LE PRÉSIDENT - Cela, c'était la règle qui le voulait. Et moi, j'ai pensé que la première solution était bonne. Qu'est-ce que l'on veut essentiellement ? Un pôle électronique de défense qui soit de taille mondiale. On veut que la France soit dans ce domaine, comme dans beaucoup d'autres, dotée des instruments les plus modernes et les plus efficaces. Donc, il fallait pour cela faire un regroupement et vendre Thomson-CSF. Il y avait Thomson-multimédia qui est une très belle entreprise mais qui, c'est vrai, est percluse de dettes, et qui, à ce titre, doit être impérativement recapitalisée. La Commission de privatisation a considéré que la préférence formulée par le gouvernement n'était pas la bonne. Le gouvernement a considéré, justement dans un souci de transparence, qu'il y avait lieu d'entendre et de comprendre les arguments de la Commission de privatisation. Il vient de décider, par conséquent, de reprendre la procédure pour la vente de Thomson et de recapitaliser Multimédia de façon à redonner une chance à cette entreprise. Mais cela ce sont des problèmes techniques. En revanche...

E. CHAIN - ...qui marquent l'opinion quand même et à l'étranger. On a le sentiment finalement qu'on a voulu tout vendre d'un coup, alors que cela aurait été peut-être mieux de séparer les deux, de valoriser la partie...

LE PRÉSIDENT - Je n'en suis pas sûr du tout.

E. CHAIN - C'est ce que votre gouvernement fait maintenant.
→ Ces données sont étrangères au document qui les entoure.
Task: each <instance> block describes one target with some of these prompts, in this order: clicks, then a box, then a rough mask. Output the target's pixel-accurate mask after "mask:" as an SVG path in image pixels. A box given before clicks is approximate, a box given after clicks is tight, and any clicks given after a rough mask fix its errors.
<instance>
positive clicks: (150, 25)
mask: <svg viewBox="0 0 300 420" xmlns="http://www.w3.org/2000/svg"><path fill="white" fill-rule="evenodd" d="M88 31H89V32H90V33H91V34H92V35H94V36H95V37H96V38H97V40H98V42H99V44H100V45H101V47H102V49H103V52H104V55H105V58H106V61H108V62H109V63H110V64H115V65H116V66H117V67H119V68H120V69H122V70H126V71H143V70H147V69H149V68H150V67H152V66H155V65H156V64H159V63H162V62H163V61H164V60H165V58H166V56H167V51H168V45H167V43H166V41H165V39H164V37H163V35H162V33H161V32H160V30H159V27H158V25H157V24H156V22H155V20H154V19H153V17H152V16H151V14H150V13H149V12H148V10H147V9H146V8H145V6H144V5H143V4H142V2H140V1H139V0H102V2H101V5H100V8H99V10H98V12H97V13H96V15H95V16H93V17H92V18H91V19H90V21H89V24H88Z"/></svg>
LE PRÉSIDENT - Oui bien sûr, parce que le gouvernement a voulu être respectueux de la Commission de la privatisation. Je ne suis pas sûr qu'il n'ait pas eu raison au début. De toute façon, personne ne pourra le dire, puisque la procédure est reprise. Mais ce n'est pas cela le problème. Le problème est de savoir comment la France, qui est aujourd'hui, vous le disiez tout à l'heure, le quatrième exportateur mondial, le deuxième exportateur de services ou de produits agro-alimentaires, peut conserver ce dynamisme. C'est la quatrième puissance économique du monde. Comment peut-elle, alors qu'un quart de sa production est exportée, améliorer ses parts de marché ? Moi quand je vais voyager à l'étranger, j'entends aussi, ici et là, quelques critiques. On dit : "qu'est-ce qu'il va faire ?" Je ne vais pas me promener, je vais vendre la France. Je n'ai aucun complexe, pas plus que n'ont traditionnellement les Américains, les Anglais ou d'autres. En France, on n'avait pas l'habitude de cela. Moi je vais à l'étranger pour vendre, pour vendre des produits français, parce que je le répète nous n'avons pas suffisamment de croissance. Il faut aller la chercher là où elle est. Et où est-elle ? Elle est en Asie, elle est en Amérique du Sud, elle est en Europe de l'Est. C'est là où il nous faut vendre.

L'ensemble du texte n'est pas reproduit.